If there was one thing people remembered about Day, it was his passion.

“John’s passion brought other people along in the hopes that they, too, would develop the same passion he had for everything they do,” said current fine arts dean Larry Schou, who was hired by Day. “Today we celebrate that man for all the feeling he put into his career and his life for us and for South Dakota.”

Day held a Master of Fine Arts degree from the University of Notre Dame, and joined USD in 1976 after serving on the faculty at Mount Marty College in Yankton.

He served as art department chair at USD until he became dean in 1980. He also served as vice president for academic affairs in 1984-1985.

In addition to this, Day served as director of the University Art Galleries from 1977-2009, during which time he curated more than 50 major exhibitions.

Ron Moyer, professor emeritus, USD Department of Theatre, said the College of Fine Arts was “saddled” with a number of things during Day’s tenure as its dean.

“We were saddled with John’s passion for excellence in education, his passion for fairness for all people, his passion for the university and the institution and the college as a committed community of artists and teachers,” Moyer said.

“We were saddled with a true leader, with an evangelist for the arts for all South Dakotans, dedicated to the conviction that, as reflection and expression, the arts are at the heart of the human spirit and the core of helping society.”

Day also served as curator of the USD Oscar Howe Collection, the world’s largest collection of work by the artist. As part of this role, Day lectured and wrote on the life and art of Howe for more than 30 years, and organized more than 20 Howe exhibitions.

According to the USD Web site, he was “instrumental” in establishing the Oscar Howe Archives and the Oscar Howe Memorial Association at USD, as well.

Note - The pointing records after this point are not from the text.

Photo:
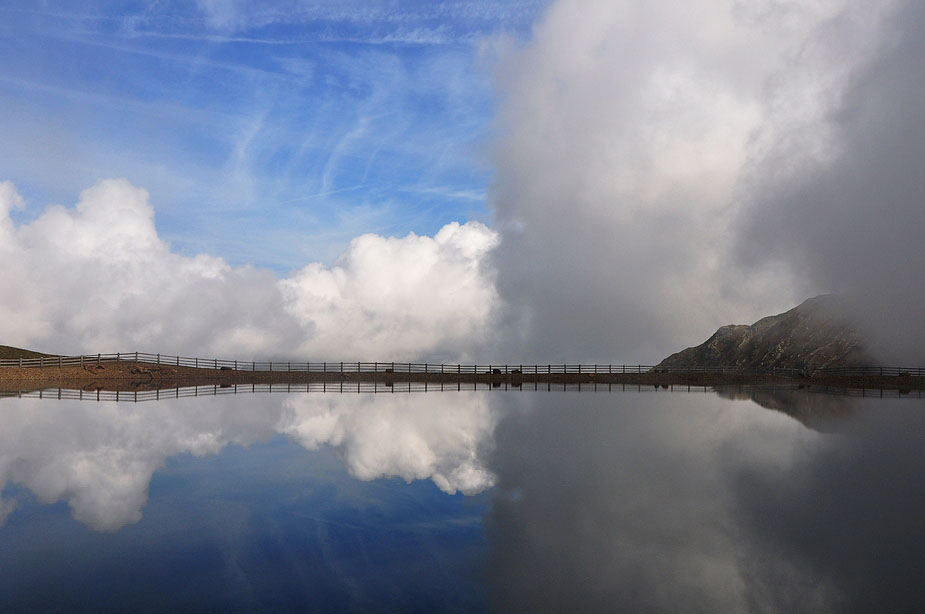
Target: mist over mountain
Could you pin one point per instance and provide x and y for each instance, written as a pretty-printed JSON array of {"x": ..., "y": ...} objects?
[{"x": 818, "y": 333}]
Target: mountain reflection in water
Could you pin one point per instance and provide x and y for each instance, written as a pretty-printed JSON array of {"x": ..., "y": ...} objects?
[{"x": 620, "y": 502}]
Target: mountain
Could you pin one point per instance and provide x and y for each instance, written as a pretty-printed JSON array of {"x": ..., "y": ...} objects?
[
  {"x": 815, "y": 334},
  {"x": 7, "y": 351}
]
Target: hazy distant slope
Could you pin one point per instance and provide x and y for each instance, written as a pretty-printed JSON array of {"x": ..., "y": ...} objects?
[
  {"x": 815, "y": 334},
  {"x": 7, "y": 351}
]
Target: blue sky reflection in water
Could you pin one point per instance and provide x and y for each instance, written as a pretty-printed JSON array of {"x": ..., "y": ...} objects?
[{"x": 655, "y": 501}]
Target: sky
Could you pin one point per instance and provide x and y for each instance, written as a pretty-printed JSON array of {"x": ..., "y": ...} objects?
[{"x": 601, "y": 180}]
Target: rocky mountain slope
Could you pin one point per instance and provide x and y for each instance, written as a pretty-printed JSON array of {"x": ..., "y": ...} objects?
[
  {"x": 7, "y": 351},
  {"x": 815, "y": 334}
]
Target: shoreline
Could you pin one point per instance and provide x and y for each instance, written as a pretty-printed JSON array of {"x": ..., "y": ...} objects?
[{"x": 128, "y": 376}]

“Because of his influence and his caring for the arts, he felt that Native artists should receive their time in the spotlight,” said Native American artist Arthur Amiotte. “He has truly inspired generations of young artists to emerge, and they are now taking their place as we – my generation of Indian artists – join the geezer class and are reaching their dotage.”

In addition to his work at USD, Day served on the South Dakota Arts Council, was a member of the South Dakota Capitol Beautification Commission and was a recipient of the South Dakota Governor’s Award for Outstanding Support for the Arts by an Individual.

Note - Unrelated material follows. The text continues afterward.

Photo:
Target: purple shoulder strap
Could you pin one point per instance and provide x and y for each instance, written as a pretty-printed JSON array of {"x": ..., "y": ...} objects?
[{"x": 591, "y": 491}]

However, it may be as a teacher that Day is best remembered – even by those who never took one of his classes.

USD President James W. Abbott recalled a class named Adventure in the Arts, which was always filled with students “who didn’t want to be there.

“At the time, it was seen as one of those awful things you had to do,” Abbott said. “I don’t know if I really knew it then, but later … what I really remember was the time I was listening to him teach and I saw a student have an ‘Ah-ha moment.’”

There’s nothing better than seeing a student suddenly become engaged and think, “I get it,” Abbott said.

“John had a way of doing that,” Abbott said. “It wasn’t just his ability to teach, to instruct. It was also his ability to convey wonderful enthusiasm in a subject that perhaps – at least in general courses – a certain number of students didn’t even particularly want to grasp.”

Cory Knedler, chair of the USD Department of Art and a former student of Day, said he was just as helpful to students outside of the classroom.

“As an administrator, guiding director and professor, John was a moving target for students looking to ask him one more question,” Knedler said.

For his part, Day always made time and devoted his full attention to whomever needed help.

“It was then that you really understood how much he cared about each of us,” Knedler said.

Wayne Knutson, dean emeritus, College of Fine Arts, said Day was the same way with everybody, from the president of the university to the custodians.

“(He was) a tireless administrator who chose to be the college’s servant,” Knutson said. “With the most gentle pushing and shoving, and the most remarkable patience, he got the consensus of the faculty to support him in his quest for the college’s collegiality, maturation, sophistication and vision. …

“He would go anywhere and do anything to prove the relevancy of the arts,” he said.

Knutson said he was often asked how Day was able to do so much with his time.

“My answer? Because he loved every minute of it,” Knutson said.